June 23, 2009

I bought myself a bike. It is blue, it is easy to lift, it has a straight handlebar, and a bell. I have a friend in town who bikes, and is nervous, as I am, about cars and even about biking, and she agreed to come by on Sunday morning to pick me up for a very short ride with no hills. Because I was so pleased with my bike, and with myself, for having a bike and riding it, I had David take a picture of me standing by my bike, wearing a helmet and the pants I bought last summer, when David, Henry, John and I were in Vancouver, and the boys had said, firmly, that they didn’t want to ride in Stanley Park, so I dressed for the day’s activities as if we were not bike riding in Stanley Park, but when we got, with some effort, to Stanley Park, everyone decided they did want to go bike riding in Stanley Park, and I had to buy a pair of pants in the running store next to the bike rental shop, so that we could go bike riding in Stanley Park.

Then, of course, I didn’t go riding in Stanley Park. Henry and I rented the bike, walked it through traffic, maneuvered it onto the very busy bike path, and biked almost to Stanley Park, when Henry said, Mom, I don’t want to ride this stupid bike. And because the last time Henry and I rode on a bike together he was hit by a car—he was basically all right, but all of us were shaken—and because I had recently sprained my ankle and was scared of bike riding, myself, we got off the bike and walked it back up the hill to the rental shop. Then, while John and David rode in Stanley Park, Henry and I moped around the entrance to Stanley Park, sitting on different benches and feeling frustrated about the fact that the world isn’t what other people make of it, and even though things seem like they will be nice things to do, and might be nice things to do, they are still things we’re not going to do.

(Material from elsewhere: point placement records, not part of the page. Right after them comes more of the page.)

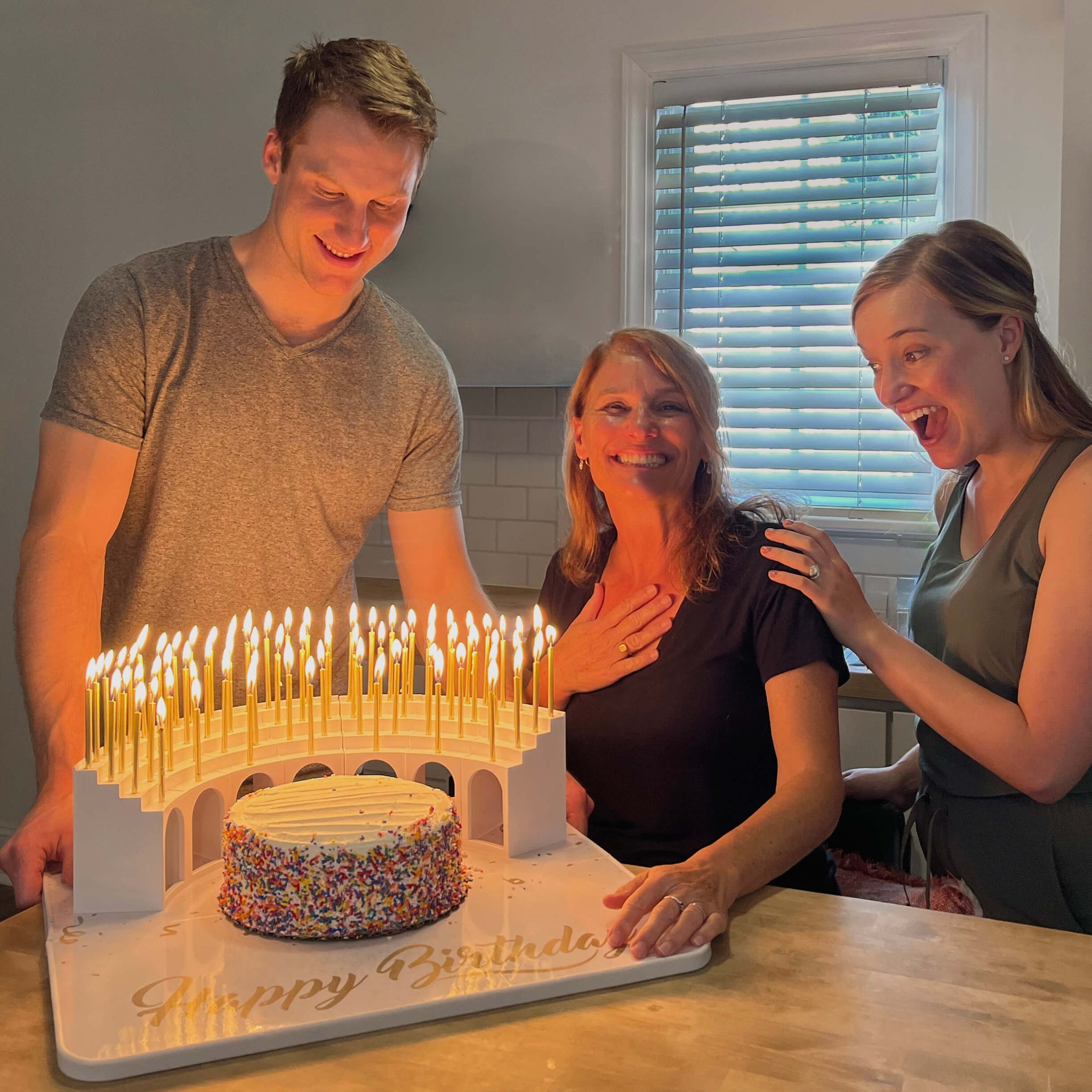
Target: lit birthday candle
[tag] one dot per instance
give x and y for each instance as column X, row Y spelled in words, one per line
column 395, row 679
column 461, row 683
column 491, row 701
column 438, row 675
column 267, row 626
column 210, row 700
column 517, row 688
column 290, row 659
column 310, row 704
column 140, row 697
column 89, row 710
column 196, row 707
column 161, row 720
column 502, row 686
column 536, row 652
column 322, row 656
column 551, row 638
column 358, row 696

It’s actually funny, really, that I like my new blue bike so much. I love it. I’ve gone to look at it in the garage a couple times, when I wasn’t even taking it out. I held this photo session with David. I'm afraid of certain physical activities, and I mistrust speed, so the only explanation I can offer is that while other people may enjoy biking for the freedom it promises, the speed, and the physical accomplishment, I love my new bike because I know that when things get hard, I'm going to walk it up the hill.

June 10, 2009

June 3, 2009

It’s very civilized here. The houses have small lawns, in the back, and the small lawns back onto each other. Sunday we walked down the street to our neighbor’s house for a block party, during which we sat in the back yard on chairs under the trees with a view of everyone else’s backyard stretching down into the distance. Music played, the host passed out glasses of iced coffee sweetened with sugar and milk, and the children shot each other with water guns. This was very civilized, as well. Civilizations make war, of course, but I meant more that water guns were a good way, on a warm spring morning, to cool each other off. And water guns distracted the children, so the adults could talk.

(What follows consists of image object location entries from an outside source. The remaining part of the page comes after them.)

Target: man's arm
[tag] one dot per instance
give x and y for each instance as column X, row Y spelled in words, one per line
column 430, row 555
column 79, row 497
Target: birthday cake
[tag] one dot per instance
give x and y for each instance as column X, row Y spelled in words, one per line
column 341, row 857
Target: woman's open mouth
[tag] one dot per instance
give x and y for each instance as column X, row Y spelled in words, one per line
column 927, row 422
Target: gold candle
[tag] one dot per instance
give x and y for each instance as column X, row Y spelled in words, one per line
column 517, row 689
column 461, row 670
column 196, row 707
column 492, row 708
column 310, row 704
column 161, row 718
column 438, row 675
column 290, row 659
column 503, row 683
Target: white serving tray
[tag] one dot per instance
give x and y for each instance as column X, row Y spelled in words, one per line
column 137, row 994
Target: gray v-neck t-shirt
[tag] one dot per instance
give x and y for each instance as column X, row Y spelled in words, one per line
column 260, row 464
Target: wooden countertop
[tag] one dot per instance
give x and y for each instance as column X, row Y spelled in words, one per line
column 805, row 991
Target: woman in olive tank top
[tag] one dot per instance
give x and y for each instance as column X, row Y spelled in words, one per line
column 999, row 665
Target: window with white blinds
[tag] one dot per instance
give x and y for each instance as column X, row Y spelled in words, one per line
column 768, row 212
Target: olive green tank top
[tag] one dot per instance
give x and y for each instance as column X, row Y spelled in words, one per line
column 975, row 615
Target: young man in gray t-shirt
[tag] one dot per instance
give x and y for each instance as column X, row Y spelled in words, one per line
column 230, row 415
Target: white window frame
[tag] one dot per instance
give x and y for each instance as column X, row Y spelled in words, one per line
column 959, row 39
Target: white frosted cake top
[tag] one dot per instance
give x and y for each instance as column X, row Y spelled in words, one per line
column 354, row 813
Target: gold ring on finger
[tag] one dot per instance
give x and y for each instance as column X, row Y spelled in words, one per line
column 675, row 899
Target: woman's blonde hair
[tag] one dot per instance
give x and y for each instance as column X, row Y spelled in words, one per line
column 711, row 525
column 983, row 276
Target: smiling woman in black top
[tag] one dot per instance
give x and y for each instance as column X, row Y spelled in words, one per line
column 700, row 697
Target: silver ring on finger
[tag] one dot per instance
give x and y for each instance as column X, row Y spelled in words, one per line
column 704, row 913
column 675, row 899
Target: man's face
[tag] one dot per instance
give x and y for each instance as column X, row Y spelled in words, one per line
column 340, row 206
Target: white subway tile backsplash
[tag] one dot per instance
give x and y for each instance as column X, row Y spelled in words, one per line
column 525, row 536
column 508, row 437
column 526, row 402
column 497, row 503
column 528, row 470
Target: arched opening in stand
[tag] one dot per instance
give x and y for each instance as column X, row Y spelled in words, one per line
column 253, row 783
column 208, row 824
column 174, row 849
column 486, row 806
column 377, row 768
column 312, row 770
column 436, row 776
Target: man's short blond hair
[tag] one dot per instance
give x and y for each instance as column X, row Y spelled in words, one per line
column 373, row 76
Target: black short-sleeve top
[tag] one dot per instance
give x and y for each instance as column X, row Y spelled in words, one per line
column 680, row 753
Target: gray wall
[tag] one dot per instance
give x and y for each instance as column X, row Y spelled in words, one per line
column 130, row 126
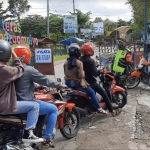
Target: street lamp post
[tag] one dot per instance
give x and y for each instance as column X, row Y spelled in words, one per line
column 116, row 31
column 145, row 30
column 48, row 35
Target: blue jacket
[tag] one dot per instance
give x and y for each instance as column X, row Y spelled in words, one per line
column 25, row 85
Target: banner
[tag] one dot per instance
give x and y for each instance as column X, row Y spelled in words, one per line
column 98, row 29
column 87, row 32
column 43, row 56
column 70, row 24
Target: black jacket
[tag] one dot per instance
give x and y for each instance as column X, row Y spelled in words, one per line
column 90, row 69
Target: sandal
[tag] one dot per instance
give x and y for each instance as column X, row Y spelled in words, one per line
column 116, row 112
column 49, row 143
column 101, row 110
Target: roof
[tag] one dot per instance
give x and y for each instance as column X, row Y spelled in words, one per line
column 121, row 31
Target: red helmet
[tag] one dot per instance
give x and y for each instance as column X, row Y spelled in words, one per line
column 24, row 54
column 87, row 49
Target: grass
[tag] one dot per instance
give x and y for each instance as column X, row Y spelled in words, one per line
column 60, row 57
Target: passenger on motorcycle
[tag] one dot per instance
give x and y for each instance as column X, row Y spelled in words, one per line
column 91, row 73
column 121, row 59
column 25, row 90
column 74, row 75
column 9, row 104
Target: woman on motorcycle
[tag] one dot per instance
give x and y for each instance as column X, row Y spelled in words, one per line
column 74, row 75
column 25, row 91
column 87, row 50
column 8, row 100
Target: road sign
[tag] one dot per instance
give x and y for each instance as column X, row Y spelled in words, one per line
column 70, row 24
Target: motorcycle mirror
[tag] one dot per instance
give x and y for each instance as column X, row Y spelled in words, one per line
column 58, row 80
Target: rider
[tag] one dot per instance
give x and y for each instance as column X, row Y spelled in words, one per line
column 25, row 91
column 91, row 73
column 74, row 75
column 122, row 57
column 8, row 100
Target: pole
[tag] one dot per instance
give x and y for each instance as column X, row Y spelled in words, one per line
column 145, row 30
column 116, row 31
column 73, row 7
column 48, row 35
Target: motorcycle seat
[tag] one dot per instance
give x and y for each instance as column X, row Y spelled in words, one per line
column 19, row 119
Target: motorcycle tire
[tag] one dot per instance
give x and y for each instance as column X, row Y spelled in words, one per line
column 133, row 82
column 67, row 121
column 8, row 137
column 119, row 103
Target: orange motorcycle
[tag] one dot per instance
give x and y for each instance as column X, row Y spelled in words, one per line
column 139, row 74
column 12, row 125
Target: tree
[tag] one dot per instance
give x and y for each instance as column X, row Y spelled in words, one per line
column 18, row 7
column 98, row 19
column 3, row 13
column 83, row 19
column 34, row 25
column 137, row 7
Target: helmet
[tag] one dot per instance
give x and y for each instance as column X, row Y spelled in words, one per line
column 23, row 53
column 87, row 49
column 5, row 51
column 74, row 50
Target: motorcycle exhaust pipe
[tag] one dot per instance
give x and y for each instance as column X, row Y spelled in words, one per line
column 82, row 111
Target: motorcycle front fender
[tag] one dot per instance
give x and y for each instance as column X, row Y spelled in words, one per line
column 70, row 106
column 118, row 89
column 136, row 74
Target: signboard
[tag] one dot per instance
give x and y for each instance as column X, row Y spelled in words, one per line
column 70, row 24
column 43, row 56
column 11, row 27
column 98, row 29
column 87, row 32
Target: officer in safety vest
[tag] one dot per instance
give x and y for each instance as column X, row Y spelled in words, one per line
column 122, row 58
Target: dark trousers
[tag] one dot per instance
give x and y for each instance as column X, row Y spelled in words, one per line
column 97, row 88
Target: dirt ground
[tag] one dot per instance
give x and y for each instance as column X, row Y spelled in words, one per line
column 127, row 131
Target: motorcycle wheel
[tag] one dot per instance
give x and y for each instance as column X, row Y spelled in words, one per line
column 119, row 100
column 133, row 82
column 8, row 137
column 69, row 129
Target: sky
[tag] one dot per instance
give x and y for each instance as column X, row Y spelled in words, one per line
column 111, row 9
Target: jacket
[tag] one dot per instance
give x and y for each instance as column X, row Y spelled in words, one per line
column 75, row 74
column 120, row 63
column 90, row 69
column 25, row 85
column 7, row 89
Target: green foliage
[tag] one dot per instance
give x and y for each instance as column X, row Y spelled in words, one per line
column 34, row 25
column 3, row 13
column 18, row 7
column 136, row 33
column 138, row 11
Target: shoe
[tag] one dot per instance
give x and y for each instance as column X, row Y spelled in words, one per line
column 31, row 138
column 116, row 112
column 101, row 110
column 49, row 143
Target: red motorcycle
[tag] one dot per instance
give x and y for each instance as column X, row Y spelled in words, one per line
column 12, row 126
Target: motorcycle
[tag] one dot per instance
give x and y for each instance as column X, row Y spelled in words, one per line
column 139, row 74
column 12, row 126
column 83, row 103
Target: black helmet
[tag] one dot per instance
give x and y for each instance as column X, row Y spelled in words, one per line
column 5, row 51
column 74, row 50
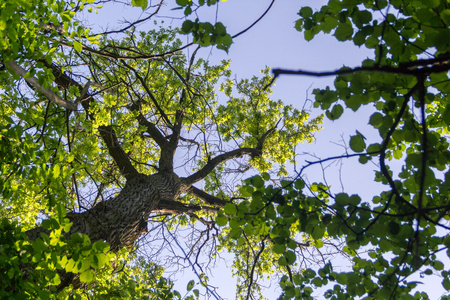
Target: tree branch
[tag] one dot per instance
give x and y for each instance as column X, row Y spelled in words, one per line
column 46, row 91
column 106, row 132
column 117, row 153
column 421, row 66
column 208, row 198
column 213, row 163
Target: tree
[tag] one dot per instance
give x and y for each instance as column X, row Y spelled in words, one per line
column 86, row 117
column 90, row 129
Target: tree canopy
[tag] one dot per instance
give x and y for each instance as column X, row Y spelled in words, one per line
column 110, row 138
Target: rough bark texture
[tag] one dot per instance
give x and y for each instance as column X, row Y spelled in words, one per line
column 121, row 220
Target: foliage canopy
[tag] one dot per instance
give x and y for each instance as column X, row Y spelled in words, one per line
column 102, row 133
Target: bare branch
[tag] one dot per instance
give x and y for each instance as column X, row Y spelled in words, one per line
column 210, row 199
column 213, row 163
column 46, row 91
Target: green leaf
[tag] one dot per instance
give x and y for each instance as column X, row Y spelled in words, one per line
column 140, row 3
column 230, row 209
column 290, row 257
column 77, row 46
column 357, row 143
column 376, row 120
column 86, row 276
column 446, row 283
column 190, row 285
column 187, row 26
column 183, row 2
column 344, row 32
column 335, row 113
column 306, row 12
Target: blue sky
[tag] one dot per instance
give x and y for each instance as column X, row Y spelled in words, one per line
column 274, row 42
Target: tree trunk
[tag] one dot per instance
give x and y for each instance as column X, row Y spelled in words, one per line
column 123, row 219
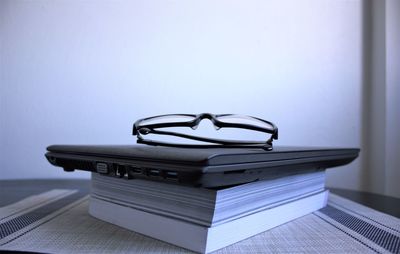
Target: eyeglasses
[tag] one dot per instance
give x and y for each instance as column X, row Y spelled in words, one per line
column 152, row 125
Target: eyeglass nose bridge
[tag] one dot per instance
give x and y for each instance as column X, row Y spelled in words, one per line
column 202, row 116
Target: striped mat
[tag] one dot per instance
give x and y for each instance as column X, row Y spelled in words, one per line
column 57, row 221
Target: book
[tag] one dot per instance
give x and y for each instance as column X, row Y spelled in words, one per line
column 204, row 220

Talk turned to the fox. There was a fox among us, in our back yards, killing squirrels, and causing the dogs down our row of back yards to bark. Our hostess had been feeding her children breakfast one morning when the fox had appeared in her yard, stalked and killed a squirrel, and started to tear it apart. When she opened her back door and asked it to go it picked up the carcass and trotted off. What a nice fox, everyone said. Clean and polite. Not like the squirrels, which eat crocus bulbs by the hundred. Not like coyotes, which live farther north, and will eat decent-sized dogs.

That was Sunday, and on Monday the four of us got into the car to drop Henry at school, then David at the train, then Johnny at school. Henry’s school is close by, almost directly behind our house, and as soon as we dropped Henry off we heard crows yelling and saw the fox, our fox, brown and silver, being chased by three crows. We were running late, but we stopped to shoo the crows off, and to offer the fox a ride. The fox accepted, hopping into the back and riding along as far as the little woods that runs by the parkway, where he said goodbye. I do hope we see him again. The crows are a nuisance, and do terrible things to the tomatoes, but as far as I’m concerned, the fox is a friend.